# Plow for a 2002 s10



## bradman0087 (Oct 26, 2007)

Well my new house has a big drive way with a hill and i am going to need to keep it clear so i can get up.. I have a 2002 chevy s10 crew cab ZR5 off road package, 4.3 l vortec, i need a plow that is not too expensive but i think a snow bear will be out of the question i need to get all the way down to concrete and i dont wana jump out to turn the blade.. I would like to spend 3,000 or less hopefully.. what do you recommend?


----------



## nbenallo33 (Oct 23, 2007)

a snoway 22 series would work with a little modification since you do have the zr2 package but its gonna be a little more then what you want to spend... you can look into the super plow that plow goes into your rear reciever hitch they are a sponsor here on ps so you can click on their link to check them out


----------



## linycctitan (Aug 13, 2007)

Agreed, SnoWay 22 series with down pressure. No mod should be needed since you have the zr5 not the zr2. look for a deal on a used one.


----------



## Nascar24 (Feb 11, 2006)

Hi

I know two S10 owners with plows one has the Curtis HomePro 3000 the other pushes with a Fisher Homesteader, Both plows very capable, I think the Curtis is a bit more rugged

Jay


----------



## cretebaby (Aug 23, 2008)

i think the curtis plow for the s10 would be the way to go


----------



## ServiceOnSite (Nov 23, 2006)

i ave a friend that has 3 s10's that he plows with and he rins the western pro blades on his. 7'ers no problems


----------



## basher (Nov 13, 2004)

ServiceOnSite;583673 said:


> i ave a friend that has 3 s10's that he plows with and he rins the western pro blades on his. 7'ers no problems


Western doesn't make a 7 foot anything. 6' 8" suburbanite is as close a it gets.

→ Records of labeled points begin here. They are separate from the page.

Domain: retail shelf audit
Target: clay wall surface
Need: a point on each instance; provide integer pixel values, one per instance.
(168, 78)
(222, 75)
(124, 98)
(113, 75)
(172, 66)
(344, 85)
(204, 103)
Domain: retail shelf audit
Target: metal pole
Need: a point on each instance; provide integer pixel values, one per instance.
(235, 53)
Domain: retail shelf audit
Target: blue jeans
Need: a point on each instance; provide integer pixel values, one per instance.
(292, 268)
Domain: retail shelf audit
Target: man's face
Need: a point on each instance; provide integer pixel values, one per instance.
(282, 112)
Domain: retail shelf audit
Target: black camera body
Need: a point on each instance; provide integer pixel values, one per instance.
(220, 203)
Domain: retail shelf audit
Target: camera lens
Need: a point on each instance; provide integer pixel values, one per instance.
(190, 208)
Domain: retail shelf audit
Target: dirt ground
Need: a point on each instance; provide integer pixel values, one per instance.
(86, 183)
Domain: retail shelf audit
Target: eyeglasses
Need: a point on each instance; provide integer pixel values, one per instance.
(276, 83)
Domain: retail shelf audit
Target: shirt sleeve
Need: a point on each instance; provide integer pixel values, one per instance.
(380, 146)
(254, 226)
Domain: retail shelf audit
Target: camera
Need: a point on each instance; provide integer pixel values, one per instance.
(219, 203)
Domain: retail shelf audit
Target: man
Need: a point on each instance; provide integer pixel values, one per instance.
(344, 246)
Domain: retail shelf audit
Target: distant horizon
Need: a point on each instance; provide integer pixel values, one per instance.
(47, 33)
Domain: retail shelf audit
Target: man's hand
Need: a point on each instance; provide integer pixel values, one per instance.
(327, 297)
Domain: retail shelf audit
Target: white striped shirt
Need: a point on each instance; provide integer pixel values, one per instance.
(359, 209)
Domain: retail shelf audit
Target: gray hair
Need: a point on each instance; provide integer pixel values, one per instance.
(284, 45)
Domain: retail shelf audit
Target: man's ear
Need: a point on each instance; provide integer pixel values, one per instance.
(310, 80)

A pro plow on a S-10???? crazy talk


----------



## SnoFarmer (Oct 15, 2004)

basher;583699 said:


> .
> 
> A pro plow on a S-10???? crazy talk


 people put 1000lb plows + salt and ballast on 1/2 tons.
so what's the problem?


----------



## ServiceOnSite (Nov 23, 2006)

i didnt say it was brand new ill get a pic of it for yea, its gotta be a 7'.....................i think


----------



## PLOWMAN45 (Jul 2, 2003)

get meyer its depenable or a fisher ld series blade 7 ft


----------